It’s hard to imagine anyone wrote this novelty ode to frozen confections—it seems like something made up by the first children at the beginning of time—but it was originally released in 1927 by Fred Waring and his Pennsylvanians, and was penned by Howard Johnson (no relation to the Howard Johnson who opened ice cream parlors, by the way), Billy Moll, and Robert A. King. “I Scream” was a huge hit among the wax cylinder set and now you can share it legally on other obsolete technologies like Limewire, Napster, or BitTorrent.

The Beloved Rogue, directed by Alan Crosland

Adventure movies used to be about 15th century French poets who have a problem with the monarchy instead of ex-CIA agents who play by their own rules. The beloved rogue of the title is François Villon, an aristocratic poet who is committed to bringing justice to the oppressed, feeding the hungry, and taking the king down a peg. He also falls in love and gets catapulted into a castle. Yeah, it’s been available on YouTube for at least 11 years already, but now it’s legal.

American Parties and Politics, by Harold R. Bruce

American Parties and Politics, by Harold R. Bruce
Credit: Victor Moussa - Shutterstock

It’s not only works of fiction that are becoming public domain in 2023. Harold R. Bruce’s examination of the effects of political parties on public policy now belongs to everyone. Bruce’s point was that political parties are here to stay, and he sure was right. You know who’s jealous though? The ghosts of political science students from the late 1920s, who probably had to shell out 14 cents for a copy of this text book, used.

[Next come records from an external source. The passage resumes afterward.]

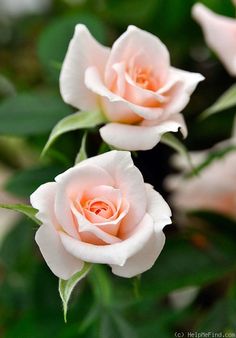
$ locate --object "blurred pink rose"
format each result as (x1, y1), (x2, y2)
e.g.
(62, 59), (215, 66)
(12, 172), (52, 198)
(166, 151), (236, 218)
(192, 3), (236, 76)
(31, 151), (171, 279)
(60, 24), (204, 150)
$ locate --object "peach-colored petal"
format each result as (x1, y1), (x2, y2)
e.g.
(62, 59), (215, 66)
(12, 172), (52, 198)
(100, 115), (186, 151)
(60, 214), (154, 266)
(105, 26), (170, 88)
(145, 183), (171, 233)
(101, 97), (142, 124)
(85, 67), (163, 120)
(140, 114), (188, 138)
(160, 67), (204, 116)
(83, 150), (147, 232)
(55, 165), (114, 238)
(30, 182), (60, 229)
(192, 3), (236, 76)
(111, 231), (165, 278)
(60, 24), (110, 111)
(71, 205), (121, 244)
(35, 223), (84, 279)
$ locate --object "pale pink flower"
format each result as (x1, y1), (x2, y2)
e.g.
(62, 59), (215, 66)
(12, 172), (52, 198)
(31, 151), (171, 279)
(192, 3), (236, 76)
(60, 24), (203, 150)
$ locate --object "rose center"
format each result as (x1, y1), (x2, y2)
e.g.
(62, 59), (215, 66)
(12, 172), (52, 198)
(128, 67), (157, 91)
(84, 200), (114, 218)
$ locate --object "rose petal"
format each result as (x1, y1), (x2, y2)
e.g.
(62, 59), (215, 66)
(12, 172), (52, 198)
(162, 67), (205, 115)
(60, 24), (110, 111)
(192, 3), (236, 76)
(105, 26), (170, 88)
(60, 214), (154, 266)
(71, 205), (120, 244)
(99, 115), (187, 151)
(85, 67), (163, 122)
(111, 231), (165, 278)
(30, 182), (60, 229)
(55, 162), (114, 237)
(83, 151), (147, 232)
(145, 183), (172, 233)
(35, 224), (84, 279)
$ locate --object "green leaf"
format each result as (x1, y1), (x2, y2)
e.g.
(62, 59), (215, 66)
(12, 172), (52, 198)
(0, 204), (41, 225)
(140, 228), (236, 298)
(75, 133), (88, 164)
(200, 84), (236, 119)
(161, 133), (195, 172)
(0, 74), (16, 97)
(5, 165), (65, 198)
(59, 263), (92, 323)
(37, 12), (107, 81)
(42, 111), (106, 156)
(0, 93), (70, 136)
(89, 264), (112, 307)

Wings, directed by William A. Wellman

The first film to ever win a Best Picture Academy Award, Wings tells the epic story of a romantic triangle between a couple of World War I flying aces and the original screen siren Clara Bow. Wings was the Top Gun of its time. It was shot fewer than 30 years after the airplane was invented, and fewer than 10 years after World War I ended, but the aerial footage still holds up.

“Ol’ Man River,” by Oscar Hammerstein II and Jerome Kern

Originally performed in the musical Show Boat, this dirge contrasts the inexorable flow of the Mississippi River with the tribulations of slavery. It’s now in the public domain, so you won’t have to get the permission from the estates of Oscar Hammerstein or Jerome Kern if you want to record your own version. But you have to ask yourself if you really have the bass pipes to handle it. If you don’t, try “My Blue Heaven,” also newly public domain.